In the 2012 season, when this car arrived, the average FD Pro car still had a radiator in the front, anywhere from 600-800hp, plenty of OEM sheetmetal and full trunk floors and sheetmetal structure ahead of the shock towers, 55 degrees of steering angle, OEM differentials and transmission, and could go for multiple matchups on tires. Then Daigo Saito arrived with this nuclear bomb of a car, with a 1200hp 2JZ, G-Force 4-speed dog box and quick-change rear end, rear mount radiator, tube structures in the front and rear, tons of angle. And it changed the sport almost overnight.
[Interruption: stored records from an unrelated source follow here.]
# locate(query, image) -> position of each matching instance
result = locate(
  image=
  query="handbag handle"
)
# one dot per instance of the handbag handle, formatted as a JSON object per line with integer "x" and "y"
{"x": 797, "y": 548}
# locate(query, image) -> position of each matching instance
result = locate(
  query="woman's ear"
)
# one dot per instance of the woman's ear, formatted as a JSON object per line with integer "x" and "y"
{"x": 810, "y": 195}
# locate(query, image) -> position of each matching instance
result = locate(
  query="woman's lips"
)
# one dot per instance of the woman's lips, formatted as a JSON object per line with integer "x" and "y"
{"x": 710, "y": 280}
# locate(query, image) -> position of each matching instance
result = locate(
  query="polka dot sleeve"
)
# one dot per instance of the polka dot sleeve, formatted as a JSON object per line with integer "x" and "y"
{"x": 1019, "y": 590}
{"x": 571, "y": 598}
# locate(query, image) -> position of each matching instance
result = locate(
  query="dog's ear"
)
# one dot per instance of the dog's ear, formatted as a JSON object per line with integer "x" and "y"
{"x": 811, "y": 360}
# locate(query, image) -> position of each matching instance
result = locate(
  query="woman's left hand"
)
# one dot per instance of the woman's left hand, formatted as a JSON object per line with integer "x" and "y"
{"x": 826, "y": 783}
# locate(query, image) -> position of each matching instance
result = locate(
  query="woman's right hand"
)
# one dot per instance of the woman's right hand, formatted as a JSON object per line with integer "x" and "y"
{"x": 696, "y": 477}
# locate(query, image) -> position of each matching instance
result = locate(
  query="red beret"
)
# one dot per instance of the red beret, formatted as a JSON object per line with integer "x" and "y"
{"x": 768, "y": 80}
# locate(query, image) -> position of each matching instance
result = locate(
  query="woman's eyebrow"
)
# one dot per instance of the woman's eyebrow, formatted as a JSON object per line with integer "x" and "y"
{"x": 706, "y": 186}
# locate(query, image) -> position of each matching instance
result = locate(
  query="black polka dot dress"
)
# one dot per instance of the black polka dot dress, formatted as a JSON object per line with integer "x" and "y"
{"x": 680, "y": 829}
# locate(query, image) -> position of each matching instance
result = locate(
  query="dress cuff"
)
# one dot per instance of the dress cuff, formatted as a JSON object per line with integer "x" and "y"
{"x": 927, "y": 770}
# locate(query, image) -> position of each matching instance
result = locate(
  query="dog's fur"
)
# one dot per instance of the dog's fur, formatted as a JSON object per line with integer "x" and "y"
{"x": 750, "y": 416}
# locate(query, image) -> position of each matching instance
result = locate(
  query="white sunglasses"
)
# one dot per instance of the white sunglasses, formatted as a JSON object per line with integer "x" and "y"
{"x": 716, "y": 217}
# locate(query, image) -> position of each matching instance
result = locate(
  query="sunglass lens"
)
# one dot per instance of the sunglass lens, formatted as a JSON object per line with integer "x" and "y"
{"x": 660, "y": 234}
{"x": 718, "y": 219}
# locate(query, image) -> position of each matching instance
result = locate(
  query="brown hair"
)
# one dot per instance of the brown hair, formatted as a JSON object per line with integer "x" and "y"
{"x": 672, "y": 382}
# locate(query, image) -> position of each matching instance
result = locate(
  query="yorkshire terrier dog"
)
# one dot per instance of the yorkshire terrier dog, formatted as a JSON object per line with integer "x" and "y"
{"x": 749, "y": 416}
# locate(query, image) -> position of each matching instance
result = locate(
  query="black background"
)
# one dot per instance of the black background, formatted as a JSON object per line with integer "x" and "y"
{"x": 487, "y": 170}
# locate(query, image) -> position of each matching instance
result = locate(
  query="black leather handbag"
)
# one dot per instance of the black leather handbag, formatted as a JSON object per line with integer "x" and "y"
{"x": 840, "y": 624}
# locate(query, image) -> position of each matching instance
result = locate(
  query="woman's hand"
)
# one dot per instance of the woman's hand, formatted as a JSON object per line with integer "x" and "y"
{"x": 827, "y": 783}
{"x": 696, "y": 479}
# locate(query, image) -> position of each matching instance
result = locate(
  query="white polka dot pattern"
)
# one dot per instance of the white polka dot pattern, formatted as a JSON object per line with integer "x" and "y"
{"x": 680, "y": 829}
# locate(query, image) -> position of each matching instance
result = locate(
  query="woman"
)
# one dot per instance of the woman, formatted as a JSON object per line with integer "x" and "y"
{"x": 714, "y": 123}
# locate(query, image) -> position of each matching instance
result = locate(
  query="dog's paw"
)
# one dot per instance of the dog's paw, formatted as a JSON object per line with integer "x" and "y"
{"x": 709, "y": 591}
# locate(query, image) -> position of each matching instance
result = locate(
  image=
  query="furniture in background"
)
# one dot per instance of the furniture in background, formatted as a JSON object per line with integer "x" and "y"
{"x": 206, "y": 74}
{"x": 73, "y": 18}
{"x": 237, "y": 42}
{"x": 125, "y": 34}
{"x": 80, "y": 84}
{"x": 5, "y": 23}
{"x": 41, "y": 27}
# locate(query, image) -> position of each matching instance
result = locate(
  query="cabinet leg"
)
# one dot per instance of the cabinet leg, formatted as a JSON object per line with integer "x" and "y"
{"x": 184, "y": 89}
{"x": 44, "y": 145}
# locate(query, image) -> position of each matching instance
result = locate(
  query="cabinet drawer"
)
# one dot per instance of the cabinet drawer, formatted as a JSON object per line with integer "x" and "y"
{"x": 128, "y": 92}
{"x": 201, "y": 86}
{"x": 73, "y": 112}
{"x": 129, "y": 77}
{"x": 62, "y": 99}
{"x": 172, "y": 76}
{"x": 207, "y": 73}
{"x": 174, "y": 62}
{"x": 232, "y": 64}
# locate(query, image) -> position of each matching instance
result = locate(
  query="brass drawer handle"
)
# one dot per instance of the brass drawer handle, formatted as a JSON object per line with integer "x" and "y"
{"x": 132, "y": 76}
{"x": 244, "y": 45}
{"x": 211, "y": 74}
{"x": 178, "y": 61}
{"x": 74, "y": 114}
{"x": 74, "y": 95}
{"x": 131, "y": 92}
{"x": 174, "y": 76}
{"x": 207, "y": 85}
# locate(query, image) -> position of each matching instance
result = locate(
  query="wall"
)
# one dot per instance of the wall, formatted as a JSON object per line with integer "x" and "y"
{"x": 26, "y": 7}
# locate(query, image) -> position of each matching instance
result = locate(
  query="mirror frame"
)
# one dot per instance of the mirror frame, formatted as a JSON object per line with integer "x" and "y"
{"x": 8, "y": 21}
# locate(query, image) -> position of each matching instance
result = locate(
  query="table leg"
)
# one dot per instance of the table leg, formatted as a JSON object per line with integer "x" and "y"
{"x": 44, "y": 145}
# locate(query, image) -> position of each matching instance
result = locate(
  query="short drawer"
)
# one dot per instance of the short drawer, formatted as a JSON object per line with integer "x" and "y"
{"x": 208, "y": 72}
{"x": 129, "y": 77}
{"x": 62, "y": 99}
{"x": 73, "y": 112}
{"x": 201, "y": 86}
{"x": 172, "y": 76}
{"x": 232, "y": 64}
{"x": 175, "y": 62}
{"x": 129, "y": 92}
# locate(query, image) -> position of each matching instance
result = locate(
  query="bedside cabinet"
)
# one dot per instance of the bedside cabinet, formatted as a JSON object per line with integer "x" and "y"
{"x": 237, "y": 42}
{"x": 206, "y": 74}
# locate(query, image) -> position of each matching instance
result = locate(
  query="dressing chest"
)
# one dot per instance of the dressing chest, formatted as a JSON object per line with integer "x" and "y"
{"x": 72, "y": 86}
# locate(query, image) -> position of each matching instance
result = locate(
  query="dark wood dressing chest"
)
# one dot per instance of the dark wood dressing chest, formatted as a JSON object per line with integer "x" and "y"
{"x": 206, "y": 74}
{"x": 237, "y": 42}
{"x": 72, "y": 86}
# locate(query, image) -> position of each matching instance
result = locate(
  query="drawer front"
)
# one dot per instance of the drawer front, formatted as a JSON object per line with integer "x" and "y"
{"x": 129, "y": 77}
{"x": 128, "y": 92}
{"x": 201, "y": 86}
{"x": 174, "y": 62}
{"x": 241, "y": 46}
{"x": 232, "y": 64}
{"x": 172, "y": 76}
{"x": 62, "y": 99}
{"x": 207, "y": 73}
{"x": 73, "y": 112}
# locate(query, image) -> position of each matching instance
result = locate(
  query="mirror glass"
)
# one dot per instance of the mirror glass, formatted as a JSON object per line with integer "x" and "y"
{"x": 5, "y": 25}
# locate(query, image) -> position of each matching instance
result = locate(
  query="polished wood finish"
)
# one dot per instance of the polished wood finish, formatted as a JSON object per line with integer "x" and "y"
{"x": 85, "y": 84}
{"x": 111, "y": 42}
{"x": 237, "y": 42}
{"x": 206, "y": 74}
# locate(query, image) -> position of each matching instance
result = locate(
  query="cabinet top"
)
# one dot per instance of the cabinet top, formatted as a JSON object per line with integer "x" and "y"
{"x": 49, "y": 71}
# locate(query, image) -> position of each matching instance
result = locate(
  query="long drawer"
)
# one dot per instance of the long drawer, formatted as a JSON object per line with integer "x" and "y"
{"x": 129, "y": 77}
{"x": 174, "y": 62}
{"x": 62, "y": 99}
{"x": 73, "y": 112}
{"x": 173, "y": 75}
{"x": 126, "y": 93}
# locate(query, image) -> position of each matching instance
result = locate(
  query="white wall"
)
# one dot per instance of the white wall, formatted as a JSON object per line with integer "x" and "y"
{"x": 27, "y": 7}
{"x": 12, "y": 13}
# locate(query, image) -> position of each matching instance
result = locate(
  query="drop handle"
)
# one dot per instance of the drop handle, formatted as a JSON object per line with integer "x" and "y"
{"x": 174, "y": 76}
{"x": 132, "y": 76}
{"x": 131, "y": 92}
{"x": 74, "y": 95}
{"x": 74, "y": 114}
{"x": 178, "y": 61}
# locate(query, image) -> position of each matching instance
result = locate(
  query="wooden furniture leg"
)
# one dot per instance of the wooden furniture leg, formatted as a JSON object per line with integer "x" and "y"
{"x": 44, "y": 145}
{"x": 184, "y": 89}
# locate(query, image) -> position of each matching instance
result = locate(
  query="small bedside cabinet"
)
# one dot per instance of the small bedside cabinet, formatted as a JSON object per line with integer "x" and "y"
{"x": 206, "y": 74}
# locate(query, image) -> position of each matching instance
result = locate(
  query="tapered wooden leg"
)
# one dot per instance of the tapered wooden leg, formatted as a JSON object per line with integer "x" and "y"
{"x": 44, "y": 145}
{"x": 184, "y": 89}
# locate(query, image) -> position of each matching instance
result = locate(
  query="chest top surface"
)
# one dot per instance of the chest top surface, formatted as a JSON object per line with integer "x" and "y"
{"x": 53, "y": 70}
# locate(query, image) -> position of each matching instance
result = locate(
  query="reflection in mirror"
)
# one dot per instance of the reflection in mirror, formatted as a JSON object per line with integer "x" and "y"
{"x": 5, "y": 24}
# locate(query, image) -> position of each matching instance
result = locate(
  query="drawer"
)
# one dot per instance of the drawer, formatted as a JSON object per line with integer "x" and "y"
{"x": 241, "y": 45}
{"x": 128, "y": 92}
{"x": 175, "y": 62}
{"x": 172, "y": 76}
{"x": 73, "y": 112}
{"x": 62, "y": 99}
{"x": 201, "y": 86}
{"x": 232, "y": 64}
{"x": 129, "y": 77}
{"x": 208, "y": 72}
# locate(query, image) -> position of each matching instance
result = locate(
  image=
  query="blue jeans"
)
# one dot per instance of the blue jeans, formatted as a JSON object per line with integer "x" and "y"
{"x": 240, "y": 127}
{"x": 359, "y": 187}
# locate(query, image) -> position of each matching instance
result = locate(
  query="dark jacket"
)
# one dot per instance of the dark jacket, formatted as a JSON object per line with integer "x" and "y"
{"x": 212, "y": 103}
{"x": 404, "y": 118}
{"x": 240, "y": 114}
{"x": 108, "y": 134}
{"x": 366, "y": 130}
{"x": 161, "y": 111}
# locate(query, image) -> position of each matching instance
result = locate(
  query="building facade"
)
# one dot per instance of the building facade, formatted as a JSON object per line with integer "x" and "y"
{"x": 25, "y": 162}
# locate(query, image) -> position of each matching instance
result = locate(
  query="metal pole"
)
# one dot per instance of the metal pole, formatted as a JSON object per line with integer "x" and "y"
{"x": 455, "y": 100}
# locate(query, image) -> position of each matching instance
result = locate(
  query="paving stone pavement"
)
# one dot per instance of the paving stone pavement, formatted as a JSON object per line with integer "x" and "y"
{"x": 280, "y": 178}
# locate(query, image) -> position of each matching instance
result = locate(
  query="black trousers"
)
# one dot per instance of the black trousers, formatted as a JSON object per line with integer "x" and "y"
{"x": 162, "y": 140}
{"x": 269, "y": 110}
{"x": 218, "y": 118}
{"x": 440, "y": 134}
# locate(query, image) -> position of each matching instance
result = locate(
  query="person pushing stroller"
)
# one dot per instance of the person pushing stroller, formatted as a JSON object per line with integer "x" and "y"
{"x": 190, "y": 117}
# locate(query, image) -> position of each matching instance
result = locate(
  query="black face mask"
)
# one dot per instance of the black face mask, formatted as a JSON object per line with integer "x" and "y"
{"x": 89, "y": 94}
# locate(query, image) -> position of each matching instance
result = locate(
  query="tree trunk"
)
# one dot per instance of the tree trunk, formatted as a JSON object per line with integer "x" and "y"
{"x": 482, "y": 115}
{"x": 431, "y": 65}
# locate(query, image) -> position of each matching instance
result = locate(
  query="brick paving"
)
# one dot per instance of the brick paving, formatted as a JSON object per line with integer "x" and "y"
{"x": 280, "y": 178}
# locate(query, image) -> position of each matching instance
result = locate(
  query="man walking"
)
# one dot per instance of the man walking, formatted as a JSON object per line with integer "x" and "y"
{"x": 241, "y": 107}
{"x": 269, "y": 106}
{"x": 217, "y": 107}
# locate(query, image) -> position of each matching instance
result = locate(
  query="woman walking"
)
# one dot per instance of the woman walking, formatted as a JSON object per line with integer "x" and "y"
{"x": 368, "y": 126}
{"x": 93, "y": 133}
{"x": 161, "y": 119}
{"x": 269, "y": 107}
He laid waste to the competition because the car was such overkill. With so much more power and grip and less weight than the competition, in the lead run he could just power away from the competition and run and hide. In the chase position, he outpowered everyone so he could just mat it and run up on their door. And the car, between the power and aero chewed through tires and had to have new ones every two runs or they would come apart.

Come the '13 season and now, to compete, everyone had to have 4-digit power, and 75 degrees of steering angle, and completely gutted with fiberglass or carbon bodywork. And now, with tire consumption through the roof, you had to have a major tire sponsor or you would bankrupt yourself to compete. And suddenly all the privateers got squeezed out of existence, because they couldn't afford to build a car to the new standard and they couldn't afford to buy tires at the rate they would burn through them. 

The solution is that FD should put a limit on tire usage, make it so that they can only use so many tires per event. That would force guys to back down on the power and aero. Maybe require the usage of more OEM components. But the problem is then the cars would be slower and have less angle and make less smoke and be generally less interesting to the average viewer.